投稿者:本を読むひと - この投稿者のレビュー一覧を見る
樋口一葉はその日記のなかで、たびたび図書館に通っていることに筆を染めている。本書校訂者の注によれば、それは上野にある「東京図書館」であり、《閲覧は有料で一回二銭。和本は七種十冊、洋書は三種三冊まで借りることができた》という。館外に借り出すことはできない。
いま5000円札にその肖像が印刷されている樋口一葉が生きた時代にあって、おおよそ当時の1円は5000円から1万円に相当すると思われるが、図書閲覧料の「二銭」は現在に直すと100円から200円ということになる。
貧しさのうちに母と妹とともに暮らしていた一葉が書きつけた日記を読んでいると、そこにはたび重なる借金の額、何度かの引っ越しで住むところの変わった家賃、いよいよ生活に行き詰まって吉原の近くに小さな店を出したときの仕入れと売り上げ、やっと貰えるようになった小説の原稿料など、金銭についての記述にぶつかる。
とりわけ読むものの胸をしめつけるのは、彼女たちが出した雑貨屋とも駄菓子屋ともいえる店の一日の売り上げにふれたところだろう。《此頃の売高、多き時は六十銭にあまり、少なしとても四十銭を下る事はまれ也》という記述から、一日の純利益はさらに僅かなものであったことが想像できる。だから図書館の本を閲覧するだけで「二銭」もとられることに、現在の完備された公共施設との比較から、ある理不尽な気持ちにとらわれるのである。
それにしても一葉の小説はなんと素晴らしいのだろう。たとえば「たけくらべ」を読みついだはての、あの最後の文章。それを読みながら私が思うことは複雑だ。一葉の小説(と日記)には現代語訳があるが、それはこのように深々と言葉が言葉として胸にしみこむ、ある完全さをこわすものではないかという思いである。同時に私は、日々読んでいるさまざまな国の小説の翻訳自体が、同じように完全な何かをこわしたもののではないかと、ふと感じる。
どれほど巧みに「たけくらべ」の言葉を現代語化しようと、元のものに敵わないと思うのは、私がその言葉のなかにいて、その言葉の調子や空気を生きているからだろう。

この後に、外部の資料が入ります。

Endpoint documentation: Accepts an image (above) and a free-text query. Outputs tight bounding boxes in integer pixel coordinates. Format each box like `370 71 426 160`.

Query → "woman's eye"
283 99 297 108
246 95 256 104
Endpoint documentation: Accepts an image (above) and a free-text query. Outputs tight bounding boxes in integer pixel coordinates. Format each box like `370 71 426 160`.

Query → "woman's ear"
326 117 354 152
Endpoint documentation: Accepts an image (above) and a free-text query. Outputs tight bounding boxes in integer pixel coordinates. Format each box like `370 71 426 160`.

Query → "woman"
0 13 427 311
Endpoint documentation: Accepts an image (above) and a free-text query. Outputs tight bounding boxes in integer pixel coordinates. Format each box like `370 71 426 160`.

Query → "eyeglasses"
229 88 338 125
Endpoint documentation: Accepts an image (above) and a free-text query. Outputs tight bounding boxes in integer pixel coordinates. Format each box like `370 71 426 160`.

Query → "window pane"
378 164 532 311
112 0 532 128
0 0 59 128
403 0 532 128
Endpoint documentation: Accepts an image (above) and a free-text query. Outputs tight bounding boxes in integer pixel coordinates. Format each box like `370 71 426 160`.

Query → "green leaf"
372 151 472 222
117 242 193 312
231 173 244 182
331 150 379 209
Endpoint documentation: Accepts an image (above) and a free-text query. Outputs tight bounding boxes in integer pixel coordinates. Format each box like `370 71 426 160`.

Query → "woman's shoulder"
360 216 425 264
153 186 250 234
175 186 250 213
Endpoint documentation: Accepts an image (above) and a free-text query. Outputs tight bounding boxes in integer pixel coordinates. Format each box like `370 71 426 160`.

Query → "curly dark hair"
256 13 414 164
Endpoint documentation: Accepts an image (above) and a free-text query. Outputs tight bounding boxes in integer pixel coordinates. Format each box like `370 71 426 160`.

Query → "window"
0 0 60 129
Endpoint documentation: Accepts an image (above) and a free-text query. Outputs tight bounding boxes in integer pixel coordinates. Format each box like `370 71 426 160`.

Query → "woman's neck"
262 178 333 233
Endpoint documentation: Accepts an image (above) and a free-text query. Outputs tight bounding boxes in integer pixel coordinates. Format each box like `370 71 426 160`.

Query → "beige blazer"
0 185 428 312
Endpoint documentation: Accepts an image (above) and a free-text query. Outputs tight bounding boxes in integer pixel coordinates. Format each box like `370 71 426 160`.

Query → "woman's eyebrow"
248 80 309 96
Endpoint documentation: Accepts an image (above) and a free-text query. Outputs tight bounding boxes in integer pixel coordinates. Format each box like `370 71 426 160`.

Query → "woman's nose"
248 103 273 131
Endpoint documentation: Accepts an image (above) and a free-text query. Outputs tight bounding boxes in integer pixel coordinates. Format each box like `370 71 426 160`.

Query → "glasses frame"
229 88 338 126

ちょうど素晴らしい曲、演奏を聴いているときも同じだ。私はそのなかに包み込まれて「いる」という感じなのである。
もちろんすべての小説、すべての言葉にそう感じるわけではない。だからすべての翻訳に対して、そのような感じをもつ必要はないことになる。
あるときスティーヴン・キングの『デッド・ゾーン』を読み終わろうとするころ(二度目だったかもしれない)、私は元の言葉、それが著者によって直に書かれた言葉で、少なくともその最後のあたりを読みたいと思った。それはまだ実行していないが、ここに思い出したことをきっかけに近日中に読んでみようかと思っている(読みたいことと味わえることとは別問題だが)。

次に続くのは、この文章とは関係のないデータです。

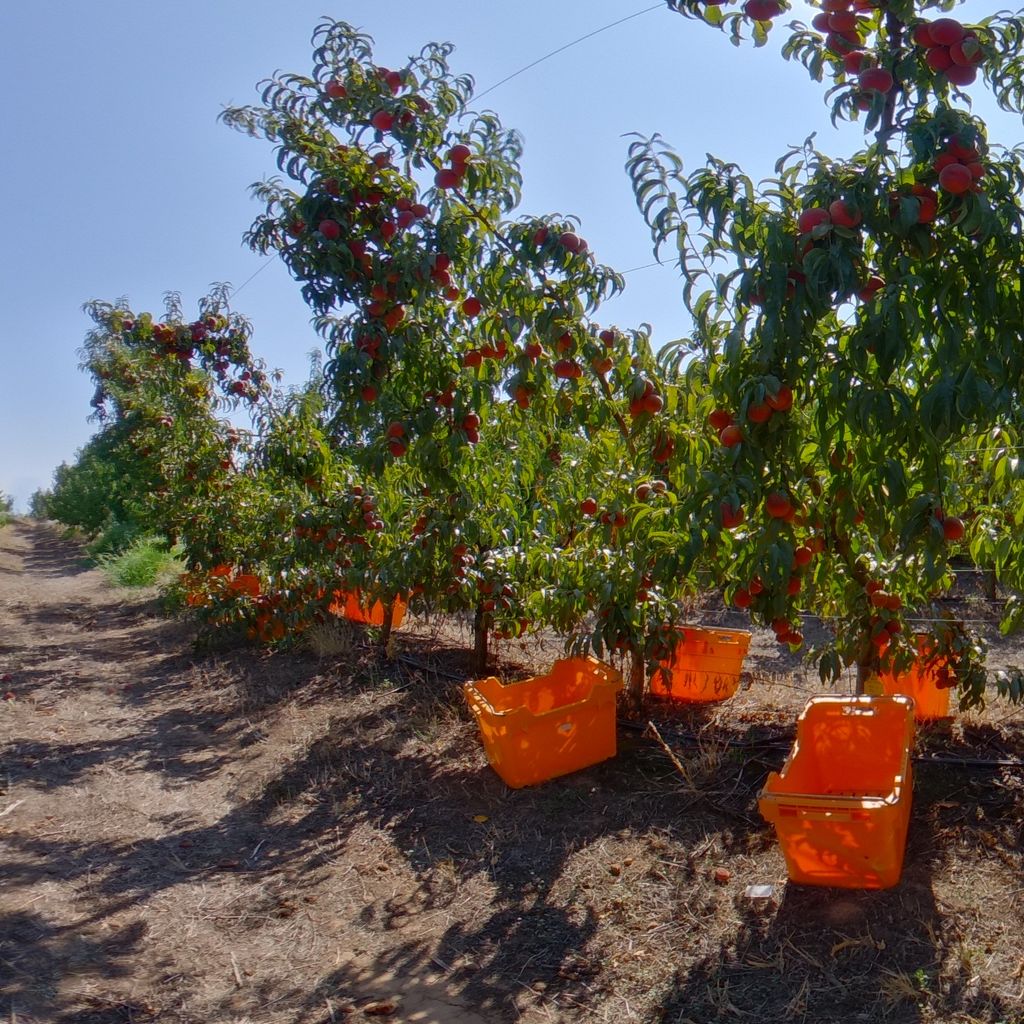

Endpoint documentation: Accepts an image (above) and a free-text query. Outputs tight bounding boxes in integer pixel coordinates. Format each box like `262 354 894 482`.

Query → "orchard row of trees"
36 9 1024 703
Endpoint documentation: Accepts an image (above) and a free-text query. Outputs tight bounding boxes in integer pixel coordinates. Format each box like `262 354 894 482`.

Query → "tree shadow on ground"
7 606 1022 1024
0 910 162 1024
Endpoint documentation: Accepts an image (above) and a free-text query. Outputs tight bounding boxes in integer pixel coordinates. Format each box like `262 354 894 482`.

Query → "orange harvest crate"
758 696 914 889
879 633 950 722
650 626 751 702
463 657 623 790
328 590 406 630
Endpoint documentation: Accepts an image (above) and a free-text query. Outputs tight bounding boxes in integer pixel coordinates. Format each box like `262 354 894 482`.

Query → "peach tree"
223 20 720 696
82 289 269 563
628 0 1024 705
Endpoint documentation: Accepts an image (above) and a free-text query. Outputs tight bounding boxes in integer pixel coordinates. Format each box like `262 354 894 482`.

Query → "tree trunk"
473 602 488 679
381 601 394 659
626 648 647 712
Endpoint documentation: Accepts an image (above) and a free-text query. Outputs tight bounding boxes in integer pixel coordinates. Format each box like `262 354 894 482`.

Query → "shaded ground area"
0 523 1024 1024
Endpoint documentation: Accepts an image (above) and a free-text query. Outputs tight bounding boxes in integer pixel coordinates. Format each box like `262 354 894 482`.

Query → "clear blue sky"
0 0 1021 507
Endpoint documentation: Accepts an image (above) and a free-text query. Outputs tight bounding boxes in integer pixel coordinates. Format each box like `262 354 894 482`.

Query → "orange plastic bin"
650 626 751 702
463 657 623 790
328 590 406 630
879 633 950 722
758 696 914 889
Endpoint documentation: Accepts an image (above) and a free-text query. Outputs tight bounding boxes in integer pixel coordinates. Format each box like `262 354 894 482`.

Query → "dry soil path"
0 521 495 1024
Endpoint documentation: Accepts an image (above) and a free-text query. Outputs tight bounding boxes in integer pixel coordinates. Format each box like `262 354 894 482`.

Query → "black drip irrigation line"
617 718 1024 770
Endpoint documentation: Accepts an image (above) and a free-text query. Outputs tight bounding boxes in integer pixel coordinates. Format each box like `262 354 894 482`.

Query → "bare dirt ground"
0 522 1024 1024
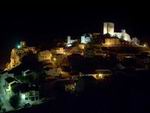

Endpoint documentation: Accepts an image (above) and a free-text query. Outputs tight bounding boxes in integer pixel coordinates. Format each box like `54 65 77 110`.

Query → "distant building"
103 22 131 42
4 41 37 70
38 50 52 62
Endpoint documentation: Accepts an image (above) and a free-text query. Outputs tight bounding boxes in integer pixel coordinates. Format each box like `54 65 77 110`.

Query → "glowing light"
105 41 112 46
21 94 26 99
17 45 21 49
98 73 103 78
143 44 147 47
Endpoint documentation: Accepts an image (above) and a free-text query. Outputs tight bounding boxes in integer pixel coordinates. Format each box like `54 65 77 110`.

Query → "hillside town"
0 22 150 112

ともあれ一葉の20篇少しの小説を時代順に読んでいくと、わずか数年のあいだにその小説が飛躍的によくなっていくのが手にとるように分かる。私が現代語訳の意味に疑問を感じるのは、つまり一葉が書いたとおりの言葉の美しさに打ち震えるのは、後半期のすぐれた作品群に対してであり、現代語訳はそうした後半期のものを中心になされている。
ところで樋口一葉をまとめて読もうとする場合、二種類の全集があるが、完全なのは本書を含む筑摩書房版6冊である。最初の刊行から最終巻刊行の1994年まで20年かかっただけあって、その内容は徹底している。
それに対して小学館版3冊は、小説の未定稿、日記的なもののうち傍系の雑記類、書簡、和歌などが省かれている。だが小学館版は小説も日記も段落、句読点をほどこし、会話や心中思惟をかっこでくくり、場面性の会話部分では思い切って改行をしている。そのため言葉は元のままだが筑摩版にくらべ遥かに読みやすい。実は引用した日記は小学館版からのもので、筑摩版には原稿通り句読点などはない。
私はフランツ・カフカの池内紀訳を読んだとき、全体的な言葉の省略による読みやすさはいいとしても、会話部分の機械的な改行に疑問をもったのだが、たとえば小学館版の一葉初期の「別れ霜」を読むと、会話の改行が機械的でないことに校訂者の注意深さを感じた。
小説自体はやがて数年後に書きつがれる圧倒的な作品群にくらべれば古臭い内容だと思うが、独自の校訂に感心したのは、たとえば主人公の青年が見る夢のなかの会話部分は改行にしないことで、現実の場面とあざやかに対比されていることだった。原稿原文を、読みやすさに向けて、このように処理するのは面白い。完璧な校訂作業のほどこされた筑摩版とともに小学館版の存在価値があると思うゆえんである。
今回初めて筑摩書房版の日記を手にした。正系のこの巻と傍系の巻(二分冊にした第三巻下として雑記、感想類を収録)を読み比べ、読みあさった。所持していた小学館版の日記の巻も参照したのは言うまでもない(さらにすべての小説も読んだ)。日記を燃やしてという一葉の言葉を裏切り、それこそ一枚の紙切れ(それが「第三巻(下)」に結実している)をも丁寧にとっておいた妹邦子は、カフカにおけるマックス・ブロートに近いところにいる。